L’OAIC s’apprête à importer 50 000 tonnes d’orge

Alors qu’il était censé en exporter

L’OAIC s’apprête à importer 50 000 tonnes d’orge

El Watan, 2 mai 2011

Les prix mondiaux des céréales en général et de l’orge en particulier ont connu de fortes envolées ces quatre derniers mois.

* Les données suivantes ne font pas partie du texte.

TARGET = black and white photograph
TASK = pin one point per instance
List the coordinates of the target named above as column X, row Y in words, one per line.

Moins d’une année après avoir annoncé à grand renfort médiatique l’exportation de 11 000 tonnes d’orge, l’Office algérien interprofessionnel des céréales (OAIC) vient de lancer un appel d’offres international pour une importation massive de 50 000 tonnes de ce même produit, dont elle se vantait de détenir d’envahissants surstocks. L’information est donnée par le journal français Les Echos qui s’appuie sur des indiscrétions de spéculateurs en Bourse qui voient en cette opportunité de gros bénéfices à tirer du seul fait de la hausse des prix de l’orge qu’une demande aussi importante va nécessairement générer.

Les prix mondiaux des céréales en général et de l’orge en particulier ayant déjà subi de fortes envolées ces quatre derniers mois en raisons des troubles sociaux qui ont notamment affecté les pays de la rive sud de la Méditerranée, réputés gros consommateurs de céréales, il est évident que l’Algérie payera l’orge qu’elle s’apprête à importer beaucoup plus cher que celui qu’elle avait exporté. A quoi est dû cet inexplicable revirement qui va à contre-courant du discours triomphaliste distillé aussi bien par les responsables du ministère de l’Agriculture que par les dirigeants de l’OAIC qui se vantaient d’exporter, pour la première fois dans l’histoire de l’Algérie indépendante, une aussi importante quantité de céréales ? S’étaient-ils basés sur de fausses statistiques de production et de stocks ou cherchaient-ils seulement un coup d’éclat médiatique pour redorer le blason d’un secteur dont on commençait à se plaindre des maigres retombées des gigantesques capitaux publics engloutis dans les budgétivores programmes du PNDA ?

Le plus troublant est qu’au moment où l’OAIC passe commande d’orge à l’étranger, les agriculteurs algériens sont nombreux à se plaindre que leur production soit boudée par cet Office, qui a pourtant l’obligation de privilégier, chaque fois que possible, la production nationale. Dans pratiquement toutes les régions à vocation céréalière, des fellahs désabusés se sont plaints à qui de droit (UNPA, Chambres d’agriculture, directions départementales de l’agriculture, OAIC, etc.) des stocks d’orge qu’on leur a injustement laissé sur les bras.Alors qu’on pensait que l’Algérie était irréversiblement engagée dans une dynamique d’exportation d’orge portée par une production excédentaire, cette information vient nous rappeler à l’évidence que nos décideurs ne maîtrisent pas grand-chose des statistiques agricoles. Les décisions qu’ils prennent, comme c’est le cas pour l’orge, mais également pour tous les produits agricoles stockés au nom d’une prétendue action de régulation qui ne génère en réalité que des pénuries, courent alors le risque d’être inopérantes et contre-productives sur le terrain.